小沼文彦『随想 ドストエフスキー』 1997

筑摩版のドストエフスキー全集の翻訳者である小沼文彦が、ドストエフスキーについて書いた文を集めたものである。刊行は1997年5月、近代文芸社となっているが、1960年代からの文が入っている。



読んで面白いと思ったのは、我が国へドストエフスキーがどのように翻訳や紹介されたかをまとめた最初の章「ドストエフスキーの移入、その受容のいきさつ」とそれに続く「人道主義的受容の時代」あたりである。

きちんとまとまった研究文献は他にもあるようだが、簡単にまとまっており読み易い。人道主義的受容とは大正時代の白樺派による解釈で、『貧しき人々』や『虐げられた人々』あたりを主とする。今どきこれらをドストエフスキーの代表とみなす人は少ないであろう。初期はそういう受容の仕方があったのである。

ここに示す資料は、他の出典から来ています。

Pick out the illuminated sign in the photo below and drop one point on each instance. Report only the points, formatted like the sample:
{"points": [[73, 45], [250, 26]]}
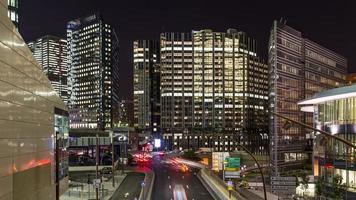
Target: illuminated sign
{"points": [[157, 143]]}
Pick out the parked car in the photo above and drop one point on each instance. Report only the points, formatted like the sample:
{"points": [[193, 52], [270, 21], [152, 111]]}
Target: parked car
{"points": [[106, 170]]}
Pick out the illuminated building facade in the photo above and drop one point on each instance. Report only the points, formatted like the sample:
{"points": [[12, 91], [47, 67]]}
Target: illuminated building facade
{"points": [[92, 73], [13, 12], [146, 86], [334, 111], [351, 78], [51, 53], [214, 91], [32, 116], [298, 68]]}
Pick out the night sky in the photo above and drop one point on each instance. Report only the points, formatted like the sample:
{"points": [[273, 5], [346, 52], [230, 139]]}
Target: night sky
{"points": [[329, 23]]}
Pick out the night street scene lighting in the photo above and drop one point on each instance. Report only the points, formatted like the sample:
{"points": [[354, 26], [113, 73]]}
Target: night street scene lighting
{"points": [[177, 100]]}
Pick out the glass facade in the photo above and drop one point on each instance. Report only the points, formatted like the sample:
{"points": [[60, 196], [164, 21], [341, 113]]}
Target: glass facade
{"points": [[92, 73], [146, 85], [51, 53], [298, 68], [331, 157], [214, 90]]}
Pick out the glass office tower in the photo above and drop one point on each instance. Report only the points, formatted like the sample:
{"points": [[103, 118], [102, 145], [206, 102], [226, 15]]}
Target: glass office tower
{"points": [[298, 68], [334, 112], [93, 73], [146, 86], [214, 91], [29, 107], [51, 53]]}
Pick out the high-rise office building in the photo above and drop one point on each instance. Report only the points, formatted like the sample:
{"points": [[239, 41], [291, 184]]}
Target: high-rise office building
{"points": [[13, 12], [32, 116], [351, 78], [146, 86], [298, 68], [51, 53], [214, 91], [92, 73]]}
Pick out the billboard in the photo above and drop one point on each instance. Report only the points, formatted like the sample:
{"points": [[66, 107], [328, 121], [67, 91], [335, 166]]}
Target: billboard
{"points": [[232, 167], [218, 159]]}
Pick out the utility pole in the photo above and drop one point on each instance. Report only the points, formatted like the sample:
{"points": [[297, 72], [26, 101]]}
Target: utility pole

ほかにはパスカルとドストエフスキーの類似を議論している文もあり、パスカルとの親近性など今まで思ったこともなかった。今度パスカルを見直すときには注意してみようと思った。
各章の初出一覧がないのは残念である。

2015年3月3日火曜日

火祭り(イラン映画) 2006年

イランのファルハディ監督による総天然色映画。



現代のテヘランの高級マンションが舞台となった家庭内騒動の映画であり、「先進国」の映画といった感じで、イランらしい(と思い込んでいる?)「エキゾチックな」雰囲気ではない。

結婚を控えた女主人公(『美しい都市』の姉役をしていた女優)はマンションへ家政婦として赴く。在宅していた夫に頼まれ片付けをしていると、妻が帰ってきて別の人がやるから帰れと言われる。マンションを出たところで妻から呼び止められ戻るようと言われる。
妻は調子が悪く寝るので、彼女に時間になったら学校へ子供の迎えに行くよう頼む。また隣の部屋でヘアサロンをやっており結婚を控えた女主人公はそこで髪を整えてもらう。

この高級マンションの夫婦は昨晩喧嘩をしており、それは夫が隣室の女と浮気をしていると妻が疑ったからである。疑心暗鬼の妻はマスコミで働いている夫を監視に行く。気がついた夫は感情的になり衆人環視の中妻を打擲する。

明くる日ドバイへ家族で旅行する予定だったのだが、妻は帰宅するなり子供を連れて出ていこうとする。夫も帰ってきて夫婦で言い合いになり、また女主人公が「助け船」を出したこともあって妻は誤解と納得する。年の瀬の花火大会(火祭り、爆竹をならすなど日本の花火と異なる)に夫は子供を連れていく。

実はこの後さらに話があり、真相がわかるのだが映画のつくりとしてはどうなんだろう。このような、もっていき方は良いのかと思ったりした。

ともかく最初に書いたように上流階級の話なので不思議でもなんでもないのだが、先進国と変わらないイラン人の生活を描いており、そういう意味でも新鮮な感じをした。日本人だって「フジヤマ、芸者」が出ないと納得しないという西洋人がいたら不快だろう。

美しい都市 2004年

イランのファルハディ監督による総天然色映画。


少年院に収容されている若い男が18歳になる。これは死刑にできるということを意味する。その友人と死刑囚の姉が阻止しようと努力する、これが映画の大きな筋である。

死刑を宣告されたのは恋人を殺したため。その父親が死刑を撤回しない限り(許さない限り)執行されてしまう。それで友人と姉はなんとか説得しようとするわけである。
いわば被害者の身内が加害者の刑(それも死刑か釈放か)を決められるのである。日本とあまりに異なる。どんなに被害者の遺族が怒ろうが許そうが、検察と弁護士の間の裁判で刑が決まるのが日本の(そして先進国の)制度だからだ。当然ながら被害者の父親は許そうとしない。

いったん解決したかと思ったらさらに友人には難題がふりかかる。これも細かく説明すると面倒で省略する。簡単に言ってしまえば自分が友人のために犠牲になれるかどうかを迫られるわけである。

題名の「美しい都市」とは少年院(収容所)のある地名である。
異なった仕組みの社会ならでは悩みなので日本では起こらないものの、主人公である友人と姉(この二人は惹かれ合うわけでもある)の苦悩は理解できる。